Una rete globale contro la violenza sulle donne
«Quando ho cominciato a lavorare nel ’90 in Messico la violenza contro le donne non era considerata un problema. Nel ’95, quando abbiamo fondato il movimento Donna contemporanea, abbiamo creato il primo centro anti-violenza a Città del Messico.

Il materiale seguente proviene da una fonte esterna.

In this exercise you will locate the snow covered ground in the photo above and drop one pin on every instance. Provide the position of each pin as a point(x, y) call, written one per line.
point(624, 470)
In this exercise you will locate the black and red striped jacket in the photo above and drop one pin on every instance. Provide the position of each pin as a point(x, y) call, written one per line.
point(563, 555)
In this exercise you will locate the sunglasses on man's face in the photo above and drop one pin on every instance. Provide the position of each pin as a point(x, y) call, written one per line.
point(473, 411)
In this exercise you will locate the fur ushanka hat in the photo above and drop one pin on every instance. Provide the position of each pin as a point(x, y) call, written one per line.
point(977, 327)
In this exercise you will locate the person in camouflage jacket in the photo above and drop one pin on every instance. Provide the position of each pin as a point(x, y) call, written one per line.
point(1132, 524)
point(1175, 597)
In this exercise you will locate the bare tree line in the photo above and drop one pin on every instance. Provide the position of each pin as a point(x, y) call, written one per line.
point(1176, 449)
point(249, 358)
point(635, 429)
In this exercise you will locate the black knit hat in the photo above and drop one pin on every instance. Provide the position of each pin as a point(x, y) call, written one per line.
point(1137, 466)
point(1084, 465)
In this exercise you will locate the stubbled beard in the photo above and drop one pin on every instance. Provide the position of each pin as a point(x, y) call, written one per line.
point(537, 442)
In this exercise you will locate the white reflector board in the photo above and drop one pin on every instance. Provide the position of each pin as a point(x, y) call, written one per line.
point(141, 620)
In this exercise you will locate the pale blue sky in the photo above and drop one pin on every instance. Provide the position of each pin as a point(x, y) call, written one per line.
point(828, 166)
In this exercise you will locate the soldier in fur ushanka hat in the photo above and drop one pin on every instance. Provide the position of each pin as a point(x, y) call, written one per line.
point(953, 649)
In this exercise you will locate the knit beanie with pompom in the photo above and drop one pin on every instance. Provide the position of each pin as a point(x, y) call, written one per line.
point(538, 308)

È stato un lavoro lungo e faticoso ma già nel ’99, dopo l’approvazione della legge sulla violenza domestica in Messico, avevamo una rete nazionale dei centri anti-violenza che nel 2003 ha ottenuto, con grandi pressioni, finanziamenti governativi per costruirne gli altri rifugi che oggi sono più di 70 in tutto il paese».
A parlare è Margarita Guillé Tamayo, giornalista e psicologa messicana, che ha scelto di mettere al servizio delle donne la sua vita e che oggi, a poco più di 40 anni, è coordinatrice esecutiva sia della Rete interamericana sia del Comitato di politica internazionale del Global Network of Women’s Shelters, che riunisce tutti i centri antiviolenza del mondo e che oggi, a Roma e in veste di rappresentante della Rete globale, partecipa alla XIII Conferenza internazionale contro la violenza di genere che si svolge da stamattina, e per tre giorni, alla Protomoteca del Campidoglio con più di 50 esperte provenienti da tutto il mondo.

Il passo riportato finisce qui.